France holds a true treasure in its southern region. Avenues lined with palm trees, the South of France is a paradise for all; offering mountain views, ocean breeze, city amenities with a small town vibe. 

Dress made completely of waterbottles

It was rainy on my first full day, so my friends and I started off our day by walking through the markets consisting of dried fruit stands and soaps made in Provence, making our way towards the Nice Modern Museum of Art. I loved the layout of the museum, and thought it was conceptually beautiful because of the way they would mix pieces by different artists contrasted by windows showing off the colorful city. 

Obsession with rose gelato

The next day was beautiful. With clear sunny skies, we put on our dresses and headed to the beach. Being Easter Sunday, there were many people out dressed in bright colors and cheerful. We basked in the sun and planned our trip to Monte Carlo. 
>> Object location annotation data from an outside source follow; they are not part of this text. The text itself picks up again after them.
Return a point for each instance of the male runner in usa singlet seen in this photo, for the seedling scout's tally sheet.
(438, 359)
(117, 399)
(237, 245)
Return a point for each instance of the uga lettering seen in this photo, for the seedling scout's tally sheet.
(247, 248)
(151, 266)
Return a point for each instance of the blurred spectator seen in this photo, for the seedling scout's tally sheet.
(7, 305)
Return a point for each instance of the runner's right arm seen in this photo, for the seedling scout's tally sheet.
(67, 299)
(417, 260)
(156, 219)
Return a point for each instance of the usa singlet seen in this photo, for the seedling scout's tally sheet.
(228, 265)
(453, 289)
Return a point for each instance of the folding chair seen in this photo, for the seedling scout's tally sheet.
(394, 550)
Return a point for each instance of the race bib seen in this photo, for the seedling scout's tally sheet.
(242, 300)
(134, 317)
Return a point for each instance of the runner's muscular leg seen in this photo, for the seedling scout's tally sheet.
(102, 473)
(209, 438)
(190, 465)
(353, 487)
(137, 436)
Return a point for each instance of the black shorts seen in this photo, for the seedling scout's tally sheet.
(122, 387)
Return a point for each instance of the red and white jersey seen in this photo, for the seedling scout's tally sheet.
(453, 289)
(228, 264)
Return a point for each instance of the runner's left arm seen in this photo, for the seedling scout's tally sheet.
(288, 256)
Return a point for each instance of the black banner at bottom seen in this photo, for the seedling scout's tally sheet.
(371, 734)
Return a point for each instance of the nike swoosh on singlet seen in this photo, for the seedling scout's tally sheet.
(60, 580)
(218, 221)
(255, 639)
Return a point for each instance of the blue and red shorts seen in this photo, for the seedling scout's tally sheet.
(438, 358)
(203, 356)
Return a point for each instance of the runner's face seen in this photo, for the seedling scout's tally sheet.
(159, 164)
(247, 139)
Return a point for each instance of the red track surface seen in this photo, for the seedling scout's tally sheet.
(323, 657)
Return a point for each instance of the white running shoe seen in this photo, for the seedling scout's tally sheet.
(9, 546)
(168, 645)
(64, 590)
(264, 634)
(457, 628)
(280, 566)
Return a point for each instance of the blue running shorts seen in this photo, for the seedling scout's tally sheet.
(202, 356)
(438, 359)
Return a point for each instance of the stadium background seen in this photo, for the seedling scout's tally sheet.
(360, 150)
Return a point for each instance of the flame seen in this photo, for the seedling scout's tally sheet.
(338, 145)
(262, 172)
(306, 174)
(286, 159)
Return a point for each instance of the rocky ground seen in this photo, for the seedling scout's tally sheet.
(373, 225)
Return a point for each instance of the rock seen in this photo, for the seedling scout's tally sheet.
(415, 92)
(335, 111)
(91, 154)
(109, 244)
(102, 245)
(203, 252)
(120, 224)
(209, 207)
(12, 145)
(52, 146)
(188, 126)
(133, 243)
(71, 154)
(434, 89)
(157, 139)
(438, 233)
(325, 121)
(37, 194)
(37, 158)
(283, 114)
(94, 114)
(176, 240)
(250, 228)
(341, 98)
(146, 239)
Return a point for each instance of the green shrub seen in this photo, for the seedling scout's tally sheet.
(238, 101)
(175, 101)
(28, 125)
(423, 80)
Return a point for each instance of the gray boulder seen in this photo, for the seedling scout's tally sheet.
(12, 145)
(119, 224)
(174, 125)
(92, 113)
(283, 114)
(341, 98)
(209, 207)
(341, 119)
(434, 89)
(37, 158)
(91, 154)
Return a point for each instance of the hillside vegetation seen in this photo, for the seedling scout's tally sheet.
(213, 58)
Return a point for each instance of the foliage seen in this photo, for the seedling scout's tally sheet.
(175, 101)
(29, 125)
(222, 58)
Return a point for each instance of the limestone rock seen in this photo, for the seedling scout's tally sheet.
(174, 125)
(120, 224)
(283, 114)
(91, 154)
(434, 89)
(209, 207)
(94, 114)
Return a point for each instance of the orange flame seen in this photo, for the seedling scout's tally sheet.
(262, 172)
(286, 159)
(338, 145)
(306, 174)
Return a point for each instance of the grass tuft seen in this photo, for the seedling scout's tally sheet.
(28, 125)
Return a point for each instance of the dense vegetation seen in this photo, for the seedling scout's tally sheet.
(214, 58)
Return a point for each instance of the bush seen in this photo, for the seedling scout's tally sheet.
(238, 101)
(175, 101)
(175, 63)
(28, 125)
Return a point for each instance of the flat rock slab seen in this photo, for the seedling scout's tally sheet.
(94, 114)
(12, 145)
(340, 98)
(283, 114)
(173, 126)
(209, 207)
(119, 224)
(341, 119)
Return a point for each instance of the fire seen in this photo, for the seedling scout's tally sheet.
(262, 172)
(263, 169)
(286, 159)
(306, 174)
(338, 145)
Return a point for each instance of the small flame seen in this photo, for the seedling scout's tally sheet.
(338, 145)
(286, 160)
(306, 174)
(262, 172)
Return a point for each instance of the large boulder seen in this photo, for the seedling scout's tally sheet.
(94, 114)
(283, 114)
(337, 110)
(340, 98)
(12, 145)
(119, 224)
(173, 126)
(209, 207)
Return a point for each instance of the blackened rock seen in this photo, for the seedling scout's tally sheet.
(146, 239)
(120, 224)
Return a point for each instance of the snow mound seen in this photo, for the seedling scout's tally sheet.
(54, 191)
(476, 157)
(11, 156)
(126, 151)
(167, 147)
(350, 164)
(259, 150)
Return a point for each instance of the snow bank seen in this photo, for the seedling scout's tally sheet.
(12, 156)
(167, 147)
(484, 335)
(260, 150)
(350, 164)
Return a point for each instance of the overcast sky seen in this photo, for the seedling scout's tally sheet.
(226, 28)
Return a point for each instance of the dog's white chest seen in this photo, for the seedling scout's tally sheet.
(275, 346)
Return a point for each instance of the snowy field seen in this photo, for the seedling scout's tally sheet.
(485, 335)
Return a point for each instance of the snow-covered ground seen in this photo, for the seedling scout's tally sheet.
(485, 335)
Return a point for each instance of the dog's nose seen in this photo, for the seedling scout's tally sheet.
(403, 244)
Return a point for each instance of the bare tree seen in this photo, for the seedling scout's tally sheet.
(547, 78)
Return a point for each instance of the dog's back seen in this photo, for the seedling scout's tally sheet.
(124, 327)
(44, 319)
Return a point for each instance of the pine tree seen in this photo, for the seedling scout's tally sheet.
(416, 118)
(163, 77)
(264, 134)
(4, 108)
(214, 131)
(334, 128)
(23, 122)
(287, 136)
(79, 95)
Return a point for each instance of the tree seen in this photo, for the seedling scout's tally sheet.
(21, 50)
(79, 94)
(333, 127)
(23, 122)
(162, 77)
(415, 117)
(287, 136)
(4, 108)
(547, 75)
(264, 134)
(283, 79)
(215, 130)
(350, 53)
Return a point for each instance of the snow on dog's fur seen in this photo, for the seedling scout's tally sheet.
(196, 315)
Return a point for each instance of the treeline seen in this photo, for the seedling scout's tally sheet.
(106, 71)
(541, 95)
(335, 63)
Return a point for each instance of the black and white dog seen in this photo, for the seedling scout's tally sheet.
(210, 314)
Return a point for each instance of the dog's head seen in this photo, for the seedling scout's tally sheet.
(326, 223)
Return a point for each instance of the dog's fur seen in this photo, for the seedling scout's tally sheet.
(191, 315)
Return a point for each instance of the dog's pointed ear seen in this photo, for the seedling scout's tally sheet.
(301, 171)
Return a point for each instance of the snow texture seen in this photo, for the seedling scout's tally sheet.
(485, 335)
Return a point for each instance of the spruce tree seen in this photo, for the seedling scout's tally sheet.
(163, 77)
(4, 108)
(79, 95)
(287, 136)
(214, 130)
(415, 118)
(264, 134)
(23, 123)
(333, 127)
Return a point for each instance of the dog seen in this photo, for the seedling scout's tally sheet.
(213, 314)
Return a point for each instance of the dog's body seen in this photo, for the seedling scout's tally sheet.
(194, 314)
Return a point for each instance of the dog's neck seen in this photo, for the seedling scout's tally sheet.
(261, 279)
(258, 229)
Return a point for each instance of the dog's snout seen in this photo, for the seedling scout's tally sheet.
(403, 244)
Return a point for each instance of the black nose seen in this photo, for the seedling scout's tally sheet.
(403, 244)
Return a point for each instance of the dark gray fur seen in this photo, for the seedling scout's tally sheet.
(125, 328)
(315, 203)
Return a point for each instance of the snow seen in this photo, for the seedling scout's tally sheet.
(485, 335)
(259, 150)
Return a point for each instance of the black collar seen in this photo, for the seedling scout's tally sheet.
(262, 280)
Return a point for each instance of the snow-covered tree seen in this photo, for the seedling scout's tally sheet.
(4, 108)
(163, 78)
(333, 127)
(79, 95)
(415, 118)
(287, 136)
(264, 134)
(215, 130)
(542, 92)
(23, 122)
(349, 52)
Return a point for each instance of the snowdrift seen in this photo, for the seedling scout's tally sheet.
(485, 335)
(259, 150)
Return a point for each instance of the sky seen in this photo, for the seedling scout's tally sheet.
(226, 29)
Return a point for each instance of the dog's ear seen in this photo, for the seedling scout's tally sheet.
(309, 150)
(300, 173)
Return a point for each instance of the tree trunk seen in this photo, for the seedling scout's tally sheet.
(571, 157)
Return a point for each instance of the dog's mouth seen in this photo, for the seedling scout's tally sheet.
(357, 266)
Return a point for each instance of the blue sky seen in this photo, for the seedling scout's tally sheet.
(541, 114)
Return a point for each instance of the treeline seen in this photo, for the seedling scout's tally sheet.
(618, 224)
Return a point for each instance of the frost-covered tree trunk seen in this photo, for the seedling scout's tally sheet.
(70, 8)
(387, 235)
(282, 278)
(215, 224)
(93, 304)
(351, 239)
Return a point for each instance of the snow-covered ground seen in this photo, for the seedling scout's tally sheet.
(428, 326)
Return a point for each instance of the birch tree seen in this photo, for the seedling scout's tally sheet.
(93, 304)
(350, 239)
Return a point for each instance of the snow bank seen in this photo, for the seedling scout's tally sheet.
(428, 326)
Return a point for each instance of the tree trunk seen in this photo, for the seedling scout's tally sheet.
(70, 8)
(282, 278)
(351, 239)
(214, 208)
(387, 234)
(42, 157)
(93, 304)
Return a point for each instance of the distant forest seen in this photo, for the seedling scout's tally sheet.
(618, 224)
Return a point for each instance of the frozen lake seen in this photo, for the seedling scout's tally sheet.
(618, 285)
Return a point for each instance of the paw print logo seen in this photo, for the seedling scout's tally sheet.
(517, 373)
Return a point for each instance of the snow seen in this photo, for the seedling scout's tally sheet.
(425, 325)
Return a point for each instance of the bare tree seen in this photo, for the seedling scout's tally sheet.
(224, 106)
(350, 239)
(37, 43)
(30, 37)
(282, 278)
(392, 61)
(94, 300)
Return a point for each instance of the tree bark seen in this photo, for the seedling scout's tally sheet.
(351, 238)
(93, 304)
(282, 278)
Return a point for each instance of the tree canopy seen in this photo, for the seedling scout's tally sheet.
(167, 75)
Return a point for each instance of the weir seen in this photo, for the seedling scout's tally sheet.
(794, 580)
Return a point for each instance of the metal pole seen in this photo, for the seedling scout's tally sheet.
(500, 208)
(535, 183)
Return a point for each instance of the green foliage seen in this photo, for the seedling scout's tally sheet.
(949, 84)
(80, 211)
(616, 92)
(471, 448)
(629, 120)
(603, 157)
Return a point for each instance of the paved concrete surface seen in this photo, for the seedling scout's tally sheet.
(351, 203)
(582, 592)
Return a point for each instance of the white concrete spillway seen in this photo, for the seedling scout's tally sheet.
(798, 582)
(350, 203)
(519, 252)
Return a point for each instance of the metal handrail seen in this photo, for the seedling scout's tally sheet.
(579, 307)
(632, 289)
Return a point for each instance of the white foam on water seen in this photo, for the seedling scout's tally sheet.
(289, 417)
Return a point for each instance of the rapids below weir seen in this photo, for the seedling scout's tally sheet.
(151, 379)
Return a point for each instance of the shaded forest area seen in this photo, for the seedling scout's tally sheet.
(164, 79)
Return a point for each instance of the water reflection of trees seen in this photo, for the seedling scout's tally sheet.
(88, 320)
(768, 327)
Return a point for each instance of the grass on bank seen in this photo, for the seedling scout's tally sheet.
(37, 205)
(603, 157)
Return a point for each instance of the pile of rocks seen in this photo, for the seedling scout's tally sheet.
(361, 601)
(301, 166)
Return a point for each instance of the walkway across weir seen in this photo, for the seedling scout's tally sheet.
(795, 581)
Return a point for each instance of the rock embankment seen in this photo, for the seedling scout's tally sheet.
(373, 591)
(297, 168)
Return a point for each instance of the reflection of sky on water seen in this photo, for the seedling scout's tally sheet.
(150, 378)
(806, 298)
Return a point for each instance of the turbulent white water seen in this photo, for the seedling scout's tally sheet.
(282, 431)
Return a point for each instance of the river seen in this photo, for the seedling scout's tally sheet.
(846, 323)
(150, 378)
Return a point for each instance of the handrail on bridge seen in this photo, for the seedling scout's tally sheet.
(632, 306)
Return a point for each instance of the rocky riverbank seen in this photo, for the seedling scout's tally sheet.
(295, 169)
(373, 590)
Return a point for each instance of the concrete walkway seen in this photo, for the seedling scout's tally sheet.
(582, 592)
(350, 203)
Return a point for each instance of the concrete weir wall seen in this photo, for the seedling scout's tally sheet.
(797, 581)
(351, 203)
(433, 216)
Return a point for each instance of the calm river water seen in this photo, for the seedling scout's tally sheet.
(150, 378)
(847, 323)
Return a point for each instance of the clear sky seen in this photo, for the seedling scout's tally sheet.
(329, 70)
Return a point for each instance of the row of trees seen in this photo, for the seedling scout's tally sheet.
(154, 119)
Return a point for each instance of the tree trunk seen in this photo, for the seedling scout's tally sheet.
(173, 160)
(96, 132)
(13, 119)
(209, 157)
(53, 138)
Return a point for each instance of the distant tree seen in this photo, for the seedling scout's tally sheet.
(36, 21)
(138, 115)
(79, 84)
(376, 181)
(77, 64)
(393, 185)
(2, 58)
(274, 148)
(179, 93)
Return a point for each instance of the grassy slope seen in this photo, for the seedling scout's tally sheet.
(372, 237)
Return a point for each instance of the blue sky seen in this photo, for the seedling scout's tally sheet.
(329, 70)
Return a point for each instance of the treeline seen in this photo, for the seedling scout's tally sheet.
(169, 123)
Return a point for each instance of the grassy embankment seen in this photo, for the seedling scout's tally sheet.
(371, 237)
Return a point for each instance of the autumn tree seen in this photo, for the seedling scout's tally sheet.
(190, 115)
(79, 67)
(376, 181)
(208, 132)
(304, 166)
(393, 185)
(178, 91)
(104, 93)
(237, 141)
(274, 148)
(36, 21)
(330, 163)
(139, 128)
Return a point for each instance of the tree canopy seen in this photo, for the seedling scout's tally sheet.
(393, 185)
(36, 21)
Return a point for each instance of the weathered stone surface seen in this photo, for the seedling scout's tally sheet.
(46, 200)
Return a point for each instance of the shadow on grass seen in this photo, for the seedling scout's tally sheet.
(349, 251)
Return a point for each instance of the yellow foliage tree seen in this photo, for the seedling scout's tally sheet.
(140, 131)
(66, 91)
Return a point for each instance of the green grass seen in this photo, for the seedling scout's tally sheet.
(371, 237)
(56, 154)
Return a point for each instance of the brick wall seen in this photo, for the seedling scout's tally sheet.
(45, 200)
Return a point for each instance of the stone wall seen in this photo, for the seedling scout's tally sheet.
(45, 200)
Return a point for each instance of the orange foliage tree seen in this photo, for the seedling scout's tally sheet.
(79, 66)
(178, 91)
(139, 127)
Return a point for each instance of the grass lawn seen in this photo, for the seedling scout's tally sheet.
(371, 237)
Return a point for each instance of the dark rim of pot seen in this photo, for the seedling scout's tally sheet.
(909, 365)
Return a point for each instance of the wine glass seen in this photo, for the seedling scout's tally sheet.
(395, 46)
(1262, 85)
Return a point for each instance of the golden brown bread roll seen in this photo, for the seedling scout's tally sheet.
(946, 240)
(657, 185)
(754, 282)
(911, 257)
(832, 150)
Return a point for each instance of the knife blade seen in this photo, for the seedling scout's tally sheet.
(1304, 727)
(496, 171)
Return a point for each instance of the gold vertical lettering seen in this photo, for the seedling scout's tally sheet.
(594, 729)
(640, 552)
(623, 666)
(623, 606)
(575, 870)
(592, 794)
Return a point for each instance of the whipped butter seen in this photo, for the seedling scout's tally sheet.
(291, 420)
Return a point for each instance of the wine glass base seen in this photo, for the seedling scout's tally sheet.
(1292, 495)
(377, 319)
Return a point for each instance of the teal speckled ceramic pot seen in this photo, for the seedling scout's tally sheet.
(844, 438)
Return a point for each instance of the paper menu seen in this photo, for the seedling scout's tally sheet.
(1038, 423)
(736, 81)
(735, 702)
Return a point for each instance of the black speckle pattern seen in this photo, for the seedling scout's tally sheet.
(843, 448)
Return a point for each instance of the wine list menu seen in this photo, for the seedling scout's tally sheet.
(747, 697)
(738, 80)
Reddest strawberries I have ever seen 

We took a train 30 minute train to Monaco (which by the way is its own country) to visit Monte Carlo. Other than the crystal blue water (after all, it is the Côte D’Azur) and the casino, nice cars and luxe shops—that was pretty much all Monte Carlo had to offer. 

After Monte Carlo, we took the train to Beaulieu (meaning “beautiful place”) and walked through the antique market and then headed back to Nice.

 Our last day, Brigitte and I woke up early and took a train to Antibes. We went to see the Picasso museum, and unfortunately it wasn’t open! So, we walked around the town, through the markets and had a nice lunch. It was then back to Nice until the six hour train ride back to Paris!